How to Use Apache Zeppelin with SnappyData

Step 1: Download, Install and Configure SnappyData

Download and Install SnappyData
The table below lists the version of the SnappyData Zeppelin Interpreter and Apache Zeppelin Installer for the supported SnappyData Releases.
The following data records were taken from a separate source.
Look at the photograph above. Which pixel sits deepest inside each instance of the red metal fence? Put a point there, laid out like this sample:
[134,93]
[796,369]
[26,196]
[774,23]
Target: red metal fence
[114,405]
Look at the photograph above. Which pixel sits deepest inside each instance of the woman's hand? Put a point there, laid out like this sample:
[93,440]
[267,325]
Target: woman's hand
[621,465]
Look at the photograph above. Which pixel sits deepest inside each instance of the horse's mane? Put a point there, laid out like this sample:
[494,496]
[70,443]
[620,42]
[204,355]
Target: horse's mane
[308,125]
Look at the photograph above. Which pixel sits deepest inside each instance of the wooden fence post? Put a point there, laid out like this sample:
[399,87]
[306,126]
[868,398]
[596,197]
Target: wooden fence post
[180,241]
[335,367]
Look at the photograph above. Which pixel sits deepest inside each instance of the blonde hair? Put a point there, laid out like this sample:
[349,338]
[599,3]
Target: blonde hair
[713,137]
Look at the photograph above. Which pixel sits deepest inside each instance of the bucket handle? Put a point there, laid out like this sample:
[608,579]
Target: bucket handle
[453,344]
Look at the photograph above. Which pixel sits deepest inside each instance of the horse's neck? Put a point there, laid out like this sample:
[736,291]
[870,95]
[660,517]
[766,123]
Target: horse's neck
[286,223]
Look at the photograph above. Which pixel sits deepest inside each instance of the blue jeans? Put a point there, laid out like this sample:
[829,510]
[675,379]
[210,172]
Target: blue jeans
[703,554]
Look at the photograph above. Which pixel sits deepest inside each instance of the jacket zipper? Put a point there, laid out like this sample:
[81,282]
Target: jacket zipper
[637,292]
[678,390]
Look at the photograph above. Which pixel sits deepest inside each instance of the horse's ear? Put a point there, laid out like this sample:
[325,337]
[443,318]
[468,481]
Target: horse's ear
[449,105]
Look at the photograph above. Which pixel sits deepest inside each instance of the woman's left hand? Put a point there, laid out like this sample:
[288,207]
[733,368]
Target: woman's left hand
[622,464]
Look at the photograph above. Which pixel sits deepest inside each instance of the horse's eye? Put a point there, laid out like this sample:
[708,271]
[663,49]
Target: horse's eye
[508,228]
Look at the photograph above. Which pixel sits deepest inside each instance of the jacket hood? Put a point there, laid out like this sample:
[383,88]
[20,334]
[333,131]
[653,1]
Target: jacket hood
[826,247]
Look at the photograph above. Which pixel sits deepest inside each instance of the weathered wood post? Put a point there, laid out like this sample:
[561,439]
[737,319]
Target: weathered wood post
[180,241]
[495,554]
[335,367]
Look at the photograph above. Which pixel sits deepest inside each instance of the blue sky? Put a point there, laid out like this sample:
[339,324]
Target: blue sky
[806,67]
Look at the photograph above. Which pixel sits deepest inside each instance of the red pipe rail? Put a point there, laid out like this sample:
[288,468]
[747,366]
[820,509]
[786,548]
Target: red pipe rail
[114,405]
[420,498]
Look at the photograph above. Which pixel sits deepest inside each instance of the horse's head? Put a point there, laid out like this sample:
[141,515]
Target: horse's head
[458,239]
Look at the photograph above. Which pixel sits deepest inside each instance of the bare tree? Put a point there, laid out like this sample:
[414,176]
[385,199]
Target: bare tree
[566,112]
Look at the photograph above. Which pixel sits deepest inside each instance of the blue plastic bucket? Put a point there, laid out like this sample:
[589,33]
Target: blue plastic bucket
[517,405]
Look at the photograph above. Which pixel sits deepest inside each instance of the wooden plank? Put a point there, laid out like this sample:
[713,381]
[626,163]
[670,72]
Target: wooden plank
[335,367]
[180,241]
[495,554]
SnappyData Zeppelin Interpreter	Apache Zeppelin Binary Package	SnappyData Release
Version 0.7.3.5	Version 0.7.3	Release 1.1.0
Version 0.7.3.4	Version 0.7.3	Release 1.0.2.1
Version 0.7.3.2	Version 0.7.3	Release 1.0.2
Version 0.7.3	Version 0.7.3	Release 1.0.1
Version 0.7.2	Version 0.7.2	Release 1.0.0

Configure the SnappyData Cluster.
In lead node configuration set the following properties:
- Enable the SnappyData Zeppelin interpreter by adding -zeppelin.interpreter.enable=true
- In the classpath option, define the location where the SnappyData Interpreter is downloaded by adding
  -classpath=/<download_location>/snappydata-zeppelin-<version_number>.jar
- In the conf/spark-env.sh file, set the SPARK_PUBLIC_DNS property to the public DNS name of the lead node. This enables the Member Logs to be displayed correctly to users accessing the SnappyData Monitoring Console from outside the network.
Start the SnappyData cluster.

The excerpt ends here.